I will see but, to make graphic i must specifiy few fields in integer to do a sum

You can view the raw documents in 'Discover' mode.

Oh thank you a lots @Christian_Dahlqvist

I went from 20 000 to 180 000 lines per minutes. (without modify batch size or other conf) ! :sunny:

I have a question about the configuration :

-b : pipeline.batch.size SIZE : default is 125. On the doc, he talks about passing it around 3,000, what dou think ?

Other conf is :

-w : --pipeline.workers COUNT : default is 5, but i read that the value must be equal to number of core (so 12 in my case)

I see too that the values can be specified in logstash.yml ?:

# pipeline.workers: 12
# pipeline.batch.size: 3000

I will increase size batch 125 to 3 000 and workers to 12 (125 ans 2 previously)

Can you explain me what is options (In a fairly simple way?)
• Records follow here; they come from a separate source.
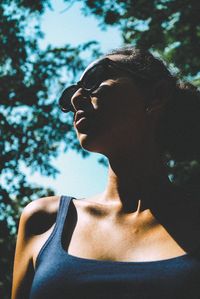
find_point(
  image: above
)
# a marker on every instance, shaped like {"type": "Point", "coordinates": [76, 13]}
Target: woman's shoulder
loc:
{"type": "Point", "coordinates": [39, 215]}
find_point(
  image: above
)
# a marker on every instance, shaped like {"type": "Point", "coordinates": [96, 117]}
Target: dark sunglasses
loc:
{"type": "Point", "coordinates": [100, 71]}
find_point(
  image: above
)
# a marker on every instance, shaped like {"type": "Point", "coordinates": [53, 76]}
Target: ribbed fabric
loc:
{"type": "Point", "coordinates": [59, 275]}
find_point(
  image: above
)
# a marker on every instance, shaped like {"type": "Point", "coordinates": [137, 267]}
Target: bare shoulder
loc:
{"type": "Point", "coordinates": [39, 215]}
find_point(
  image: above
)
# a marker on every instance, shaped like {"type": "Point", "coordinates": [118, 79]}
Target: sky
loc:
{"type": "Point", "coordinates": [79, 177]}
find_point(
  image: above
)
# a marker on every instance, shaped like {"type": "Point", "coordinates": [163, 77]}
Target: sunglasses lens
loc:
{"type": "Point", "coordinates": [65, 98]}
{"type": "Point", "coordinates": [94, 76]}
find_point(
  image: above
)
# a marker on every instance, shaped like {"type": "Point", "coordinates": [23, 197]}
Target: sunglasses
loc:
{"type": "Point", "coordinates": [100, 71]}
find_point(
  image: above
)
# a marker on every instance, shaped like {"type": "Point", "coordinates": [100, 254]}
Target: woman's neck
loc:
{"type": "Point", "coordinates": [136, 184]}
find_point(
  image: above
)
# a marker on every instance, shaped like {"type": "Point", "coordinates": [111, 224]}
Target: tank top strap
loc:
{"type": "Point", "coordinates": [62, 214]}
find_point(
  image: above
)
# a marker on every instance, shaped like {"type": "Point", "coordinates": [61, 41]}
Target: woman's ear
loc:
{"type": "Point", "coordinates": [161, 94]}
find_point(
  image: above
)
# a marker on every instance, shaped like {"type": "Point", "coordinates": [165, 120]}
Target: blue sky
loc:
{"type": "Point", "coordinates": [78, 177]}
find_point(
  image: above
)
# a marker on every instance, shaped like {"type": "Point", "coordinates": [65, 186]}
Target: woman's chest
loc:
{"type": "Point", "coordinates": [121, 241]}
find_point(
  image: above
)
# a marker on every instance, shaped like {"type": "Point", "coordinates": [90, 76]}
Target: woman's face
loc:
{"type": "Point", "coordinates": [112, 117]}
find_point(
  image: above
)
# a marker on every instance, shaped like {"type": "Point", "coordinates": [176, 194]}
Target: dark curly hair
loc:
{"type": "Point", "coordinates": [179, 127]}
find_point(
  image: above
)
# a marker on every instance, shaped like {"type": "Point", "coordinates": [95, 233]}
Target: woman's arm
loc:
{"type": "Point", "coordinates": [36, 223]}
{"type": "Point", "coordinates": [23, 267]}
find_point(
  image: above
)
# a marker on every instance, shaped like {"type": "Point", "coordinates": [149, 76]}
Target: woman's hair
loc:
{"type": "Point", "coordinates": [179, 129]}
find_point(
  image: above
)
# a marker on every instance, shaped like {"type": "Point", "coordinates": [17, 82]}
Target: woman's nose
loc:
{"type": "Point", "coordinates": [80, 100]}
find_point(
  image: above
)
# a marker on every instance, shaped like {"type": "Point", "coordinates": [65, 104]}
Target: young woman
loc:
{"type": "Point", "coordinates": [140, 237]}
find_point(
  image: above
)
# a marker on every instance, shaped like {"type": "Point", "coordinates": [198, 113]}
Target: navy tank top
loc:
{"type": "Point", "coordinates": [59, 275]}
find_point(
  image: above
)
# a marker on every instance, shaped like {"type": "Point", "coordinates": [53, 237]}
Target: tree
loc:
{"type": "Point", "coordinates": [171, 29]}
{"type": "Point", "coordinates": [32, 128]}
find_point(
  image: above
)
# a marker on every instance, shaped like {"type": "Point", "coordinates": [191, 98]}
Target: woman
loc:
{"type": "Point", "coordinates": [140, 237]}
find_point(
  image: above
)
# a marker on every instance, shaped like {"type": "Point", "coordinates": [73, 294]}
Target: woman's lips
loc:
{"type": "Point", "coordinates": [81, 121]}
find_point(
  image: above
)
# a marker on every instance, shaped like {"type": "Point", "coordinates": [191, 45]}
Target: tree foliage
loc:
{"type": "Point", "coordinates": [33, 130]}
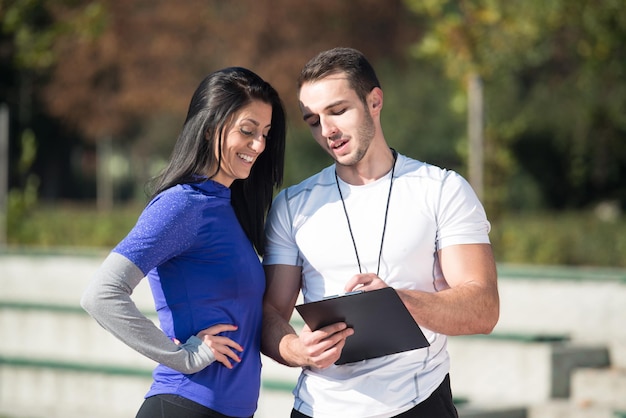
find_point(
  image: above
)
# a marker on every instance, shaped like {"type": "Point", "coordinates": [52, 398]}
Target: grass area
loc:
{"type": "Point", "coordinates": [564, 238]}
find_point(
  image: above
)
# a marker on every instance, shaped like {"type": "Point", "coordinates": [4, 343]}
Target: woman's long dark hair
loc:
{"type": "Point", "coordinates": [213, 107]}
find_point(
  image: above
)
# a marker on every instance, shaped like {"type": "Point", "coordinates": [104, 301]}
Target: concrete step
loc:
{"type": "Point", "coordinates": [606, 387]}
{"type": "Point", "coordinates": [52, 389]}
{"type": "Point", "coordinates": [585, 304]}
{"type": "Point", "coordinates": [517, 370]}
{"type": "Point", "coordinates": [570, 409]}
{"type": "Point", "coordinates": [491, 411]}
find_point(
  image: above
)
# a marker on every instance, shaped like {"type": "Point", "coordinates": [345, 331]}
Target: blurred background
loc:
{"type": "Point", "coordinates": [526, 99]}
{"type": "Point", "coordinates": [94, 94]}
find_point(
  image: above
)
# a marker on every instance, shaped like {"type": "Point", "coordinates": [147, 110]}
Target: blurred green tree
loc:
{"type": "Point", "coordinates": [554, 94]}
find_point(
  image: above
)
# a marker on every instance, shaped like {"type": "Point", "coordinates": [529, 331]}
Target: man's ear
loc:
{"type": "Point", "coordinates": [375, 100]}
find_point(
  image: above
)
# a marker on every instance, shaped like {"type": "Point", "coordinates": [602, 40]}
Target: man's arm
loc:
{"type": "Point", "coordinates": [471, 305]}
{"type": "Point", "coordinates": [280, 342]}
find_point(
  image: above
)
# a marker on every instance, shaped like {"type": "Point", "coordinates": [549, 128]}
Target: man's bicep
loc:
{"type": "Point", "coordinates": [465, 263]}
{"type": "Point", "coordinates": [282, 288]}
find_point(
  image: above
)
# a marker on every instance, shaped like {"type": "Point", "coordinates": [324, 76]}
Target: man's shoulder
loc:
{"type": "Point", "coordinates": [411, 167]}
{"type": "Point", "coordinates": [317, 182]}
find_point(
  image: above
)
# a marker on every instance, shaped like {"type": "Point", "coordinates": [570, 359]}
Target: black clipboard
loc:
{"type": "Point", "coordinates": [382, 324]}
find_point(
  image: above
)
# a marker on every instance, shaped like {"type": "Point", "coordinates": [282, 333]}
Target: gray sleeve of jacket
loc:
{"type": "Point", "coordinates": [108, 300]}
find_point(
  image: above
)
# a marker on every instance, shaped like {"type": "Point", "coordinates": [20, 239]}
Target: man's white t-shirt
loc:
{"type": "Point", "coordinates": [429, 208]}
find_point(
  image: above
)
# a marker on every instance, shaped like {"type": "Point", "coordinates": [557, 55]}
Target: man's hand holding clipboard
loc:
{"type": "Point", "coordinates": [382, 324]}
As a reminder, I have only one file in /etc/logstash/conf.d/logstash.conf, and inside i have, for the time being, 2 type of treatment but This will increase.

Have you gone through the following guide for Elasticsearch tuning?

Just a word, perfect. @Christian_Dahlqvist

A last things, the auto generate ID ?

It's by default in elasticsearch or i must activate it somewhere ?

EDIT @Christian_Dahlqvist :

I ask myself a question about the use of integer type. In the logstash's filter, If I do not define field type, elastic store it as a string. If i use convert => "integer", it's store as a long.

(If i put => "short", logstash return me an error... grrrr)

If you do not explicitly provide an id, one will be auto-generated for you.

This is all handled through index templates in Elasticsearch.


I tried to update setting by the elasticsearch.yml file but at start ES return this error :

Found index level settings on node level configuration.
Since elasticsearch 5.x index level settings can NOT be set on the nodes configuration like the elasticsearch.yaml

So, i understand that settings must be udapte by PUT commands.

(I have not yet created an index, i purged the BDD to start from 0)

I have succeeded in modify number_of_replicas and refresh_interval by this command line in linux shell :

curl -XPUT 'localhost:9200/_settings' -d '
 "index" : {
 "refresh_interval" : -1

It's ok, it return me acknoledge true.

But I tested to surrender refresh interval to 30 but i have this message :
("refresh_interval" : 30)

{"error":{"root_cause":[{"type":"illegal_argument_exception","reason":"failed to parse setting [index.refresh_interval]

Why ?

Also, i tested to set memory buffer size to 1,2GB with :

"memory.index_buffer_size" : 1,2G

It's return me :

{"error":{"root_cause":[{"type":"settings_exception","reason":"Failed to load settings

It's complicated ....

What you tried in your latest post do not seem to match anything described in the link I provided. Did you read it?

This is however a completely different question, unrelated to the initial performance issue, so I would recommend creating a new issue instead of continuing discussing various topics in this thread. That will make it a lot easier for others to find appropriate topics when searching the forum.

This topic was automatically closed 28 days after the last reply. New replies are no longer allowed.